Jun 24, 2022 - World

End of Roe v. Wade could endanger abortion access worldwide, rights groups warn

A protestor holds a sign during a rally in support of worldwide abortion rights in Paris,
A protester holds a sign during a rally in support of worldwide abortion rights in Paris on June 24. Photo: Tephane de Sakutin/AFP via Getty Images

The U.S. Supreme Court decision overturning Roe v. Wade could have wide-reaching consequences for reproductive rights worldwide, human rights groups and global leaders warned Friday.

The big picture: The U.S. has joined only three other countries — El Salvador, Nicaragua and Poland — that have rolled back abortion rights since 1994, according to the Center for Reproductive Rights.

  • At the same time, nearly 60 countries have liberalized their abortion laws — though some only incrementally — over the last 25 years.

State of play: The UN and human rights groups warned Friday's U.S. Supreme Court decision could endanger reproductive health access by emboldening anti-abortion rights groups around the globe.

  • "Decisions reversing progress gained have a wider impact on the rights and choices of women and adolescents everywhere," the UN World Population Fund said in a statement Friday. "UNFPA fears that more unsafe abortions will occur around."
  • Alvaro Bermejo, the director-general of the International Planned Parenthood Federation, said: "The fallout from this calculated decision will also reverberate worldwide, emboldening other anti-abortion, anti-woman and anti-gender movements and impacting other reproductive freedoms."
  • Amnesty International warned ahead of Friday's ruling that "any regression in the protection of the right to abortion would not only stand to damage the global perception of the United States; it would also set a terrible example that other governments and anti-rights groups could seize upon around the world in a bid to deny the rights of women, girls and other people who can become pregnant."

Those concerns were echoed by leaders in Europe.

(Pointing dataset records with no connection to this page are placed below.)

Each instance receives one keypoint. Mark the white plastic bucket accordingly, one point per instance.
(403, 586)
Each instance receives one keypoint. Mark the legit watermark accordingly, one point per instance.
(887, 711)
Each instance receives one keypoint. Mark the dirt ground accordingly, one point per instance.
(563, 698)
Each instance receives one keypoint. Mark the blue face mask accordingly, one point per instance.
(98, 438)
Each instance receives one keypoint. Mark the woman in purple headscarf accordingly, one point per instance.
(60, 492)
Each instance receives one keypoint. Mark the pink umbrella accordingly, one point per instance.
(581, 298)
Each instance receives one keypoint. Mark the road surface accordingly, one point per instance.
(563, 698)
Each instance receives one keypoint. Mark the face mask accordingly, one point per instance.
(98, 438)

  • Belgian Prime Minister Alexander de Croo tweeted that he was “very concerned about implications of U.S. Supreme Court decision ... and the signal it sends to the world.” He added that Belgium will continue to work with other nations to advance sexual and reproductive health and rights worldwide.
  • Scotland’s first minister, Nicola Sturgeon, called Friday “one of the darkest days for women’s rights in my lifetime.”
  • “Obviously the immediate consequences will be suffered by women in the U.S.— but this will embolden antiabortion & antiwomen forces in other countries, too," she tweeted.
Data: Center for Reproductive Rights; Map: Axios Visuals

Activists in Latin America — a region with some of the most restrictive laws, but also where women's rights advocates have made significant progress in advancing abortion rights in recent years — called for a "global green wave," referring to the color that has come to symbolize reproductive rights in the region.

  • "The damage to the United States’ reputation as a public health leader globally will be immense," Giselle Carino, CEO of Fòs Feminista, a feminist alliance that encompasses more than 100 organizations mostly in the Americas.
"Supporting women and people who can get pregnant in the United States, including migrants... is part of a global struggle for equality and democracy, and we will not back down."
— Giselle Carino, CEO of Fòs Feminista
  • "The ruling of [the U.S.] Supreme Court that makes abortion illegal reminds us that there is always a risk of going backwards," tweeted Antonia Orellana, minister of women and gender equity in Chile. "In Latin America, we advance on the path of rights, and from Chile we will continue to strongly defend the full autonomy of women."

Meanwhile, international anti-abortion rights organizations, religious groups and some conservative politicians praised Friday's decision.

  • "The fact that a large country with a long democratic tradition has changed its position on this issue also challenges the whole world," the Vatican's Pontifical Academy for Life said in a statement.
  • “Today we got the big news, and it was everything that we had hoped for, at least in this round,” said Jor-El Godsey, president of Heartbeat International.
  • "Believe me, this will be the world trend," tweeted Damares Alves, who served as Brazil's minister of the family, the woman, and human rights until earlier this year. "The world wants to move forward! The world wants to leave this primitive and medieval practice behind."

What to watch: Protests against the U.S. Supreme Court decision are planned to take place in several European cities this weekend.